Super Bowl champ Green Bay Packers stock sales brisk
Fans of the Super Bowl champion Green Bay Packers snapped up shares in the opening minutes of the team's public stock sale on Tuesday, slowing the website under demand for an ownership that conveys mainly bragging rights.
The offering, the fifth in the 92-year history of the team, gives fans the opportunity to own a piece of the defending champions, undefeated through 12 games this season, but is unlike traditional U.S. common stocks.
First and foremost it is a way for them to support and help the team and it does give them significant bragging rights, Packers President and CEO Mark Murphy told reporters. They can say they are owners of a Super Bowl champion team.
The Packers launched the offering to reduce the borrowing needed for a $143 million expansion of its iconic Lambeau Field in Green Bay, which is the smallest U.S. city that has a major professional sports franchise.
The Packers are the only publicly-owned major professional sports team in the United States, an ownership structure that helps keep the National Football League team tethered to Green Bay, a city of about 104,000 in northeast Wisconsin.
Before the offering the team had about 112,00 stockholders with a total of 4.75 million shares. The majority of owners live in Wisconsin, though there are stockholders in all 50 U.S. states.
Ownership in the Packers confers voting rights, but the shares offer no dividend, no chance for appreciation, practically no transfer rights and not even a shot at a highly prized season ticket.
The team is offering 250,000 shares at $250 each. If all the shares were sold the offering would raise $62.5 million toward an expansion of Lambeau Field announced last summer.
The team has lined up debt financing for the entire $143 million expansion, but is using the stock offering and other sources of funding to reduce the borrowing.
The team has penciled in very conservative net proceeds of $22 million from the stock sale and could raise $13.4 million from user fees on the 6,700 seats being added to the stadium if it charges a fee similar to the last expansion.
The team also expects the NFL stadium funding program to provide some support for the project.
The stock offering continues through February 29 of 2012, a leap day.

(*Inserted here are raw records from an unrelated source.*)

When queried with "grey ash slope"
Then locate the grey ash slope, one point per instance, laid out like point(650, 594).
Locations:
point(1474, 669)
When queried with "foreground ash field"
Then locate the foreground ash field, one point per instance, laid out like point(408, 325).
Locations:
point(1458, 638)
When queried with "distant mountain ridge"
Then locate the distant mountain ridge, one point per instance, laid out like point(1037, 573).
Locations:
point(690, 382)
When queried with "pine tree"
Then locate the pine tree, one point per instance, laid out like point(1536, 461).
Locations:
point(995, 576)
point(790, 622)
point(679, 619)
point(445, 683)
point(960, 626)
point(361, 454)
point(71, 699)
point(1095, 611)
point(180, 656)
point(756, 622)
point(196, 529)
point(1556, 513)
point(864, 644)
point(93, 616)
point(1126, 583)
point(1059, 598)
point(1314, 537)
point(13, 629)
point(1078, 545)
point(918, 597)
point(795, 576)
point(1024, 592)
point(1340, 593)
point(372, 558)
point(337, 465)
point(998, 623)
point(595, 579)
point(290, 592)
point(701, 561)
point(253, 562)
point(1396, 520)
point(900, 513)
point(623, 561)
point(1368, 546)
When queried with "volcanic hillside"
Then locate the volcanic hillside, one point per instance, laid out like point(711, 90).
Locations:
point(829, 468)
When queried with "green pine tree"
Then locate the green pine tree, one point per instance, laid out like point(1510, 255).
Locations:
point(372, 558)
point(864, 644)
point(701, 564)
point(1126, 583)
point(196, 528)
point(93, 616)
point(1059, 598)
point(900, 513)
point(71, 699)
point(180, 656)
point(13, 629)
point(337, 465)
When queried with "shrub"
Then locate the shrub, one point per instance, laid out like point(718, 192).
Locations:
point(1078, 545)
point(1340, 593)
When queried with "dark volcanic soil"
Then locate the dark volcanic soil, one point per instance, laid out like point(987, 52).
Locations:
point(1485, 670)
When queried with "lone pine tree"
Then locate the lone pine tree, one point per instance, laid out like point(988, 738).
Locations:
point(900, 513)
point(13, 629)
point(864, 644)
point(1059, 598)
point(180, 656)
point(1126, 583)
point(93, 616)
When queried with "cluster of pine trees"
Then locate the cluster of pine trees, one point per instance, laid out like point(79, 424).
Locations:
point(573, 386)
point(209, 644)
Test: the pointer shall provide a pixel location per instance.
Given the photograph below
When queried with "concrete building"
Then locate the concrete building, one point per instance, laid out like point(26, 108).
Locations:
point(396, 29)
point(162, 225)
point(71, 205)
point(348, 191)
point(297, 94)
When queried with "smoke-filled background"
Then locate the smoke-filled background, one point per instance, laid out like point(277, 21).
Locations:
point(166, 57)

Packers players are known for jumping into the crowd at the back of the end zone after scoring touchdowns in what has come to be known as the Lambeau leap.

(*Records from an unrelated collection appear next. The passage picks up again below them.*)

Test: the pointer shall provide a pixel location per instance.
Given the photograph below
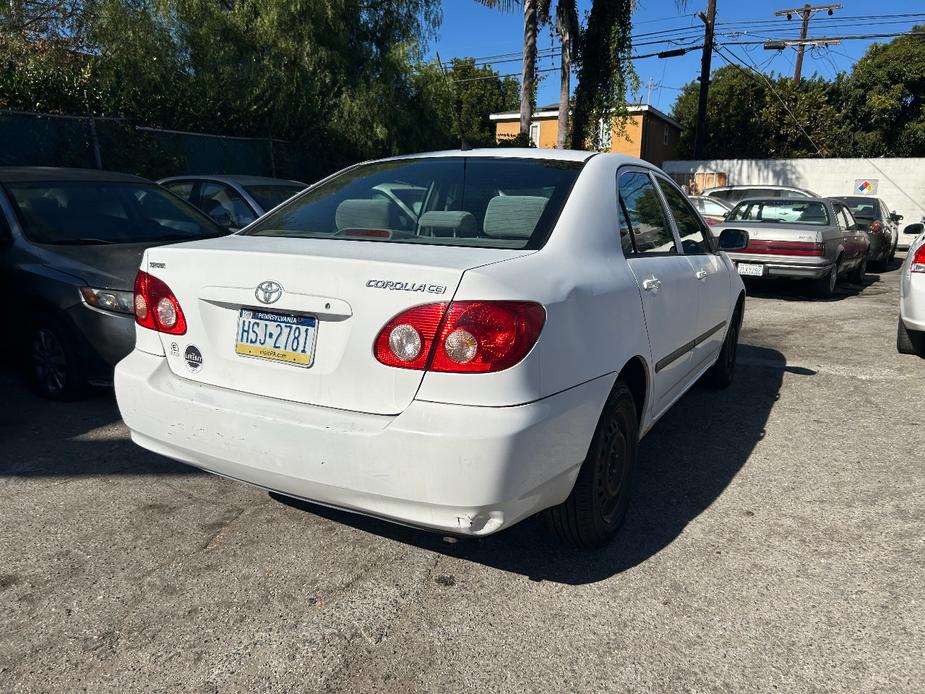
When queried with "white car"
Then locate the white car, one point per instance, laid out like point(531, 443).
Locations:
point(910, 338)
point(499, 356)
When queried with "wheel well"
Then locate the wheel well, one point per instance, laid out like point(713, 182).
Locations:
point(635, 376)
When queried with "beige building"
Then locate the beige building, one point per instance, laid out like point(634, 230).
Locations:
point(649, 134)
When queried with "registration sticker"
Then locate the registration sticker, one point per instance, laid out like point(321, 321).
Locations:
point(281, 337)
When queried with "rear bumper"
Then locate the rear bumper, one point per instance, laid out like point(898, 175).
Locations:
point(451, 468)
point(775, 266)
point(912, 301)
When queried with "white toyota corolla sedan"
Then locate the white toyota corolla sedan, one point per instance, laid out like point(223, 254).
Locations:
point(910, 338)
point(494, 350)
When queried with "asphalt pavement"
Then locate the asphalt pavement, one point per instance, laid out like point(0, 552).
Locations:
point(775, 541)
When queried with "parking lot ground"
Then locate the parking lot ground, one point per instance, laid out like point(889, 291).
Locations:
point(775, 541)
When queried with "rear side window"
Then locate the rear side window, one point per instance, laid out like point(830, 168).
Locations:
point(695, 239)
point(643, 214)
point(447, 201)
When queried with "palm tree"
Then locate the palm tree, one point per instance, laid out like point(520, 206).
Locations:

The team bylaws and NFL rules severely restrict transfers of the stock. The shares may only be transferred to heirs, relatives, or back to the team at a severe discount.
Stockholders may buy special Green Bay apparel, including Super Bowl champion offerings, and attend the annual meeting held at Lambeau Field on the eve of training camp each year.
Team ownership does not grant season-ticket holder privileges, but the expansion to nearly 80,000 seats is expected to make a dent in the waiting list, Murphy said.
In good years or bad, the Packers season-ticket base has been extremely strong. The team has been sold out on season tickets since 1960.
Fans who received the right to buy tickets this year had been on the waiting list for 35 years. Of course, the list was less than 10,000 names long when they joined it.
The team offers no estimate of how long it will take for people joining the list today to reach the top. The list is now at 93,000 names and perhaps 70 to 90 people reach season ticket status each year.
The waiting list had averaged about 83,000 names for many years and then jumped by about 10,000 as the expansion plan circulated, Murphy said.
The offering is open to individuals, including spouses in joint tenancy, in the United States, Guam, Puerto Rico and the U.S. Virgin Islands.
Participants are barred from acquiring more than 200 shares from the current offering combined with the previous stock offering in 1997. The team also had stock offerings in 1923, 1935 and 1950.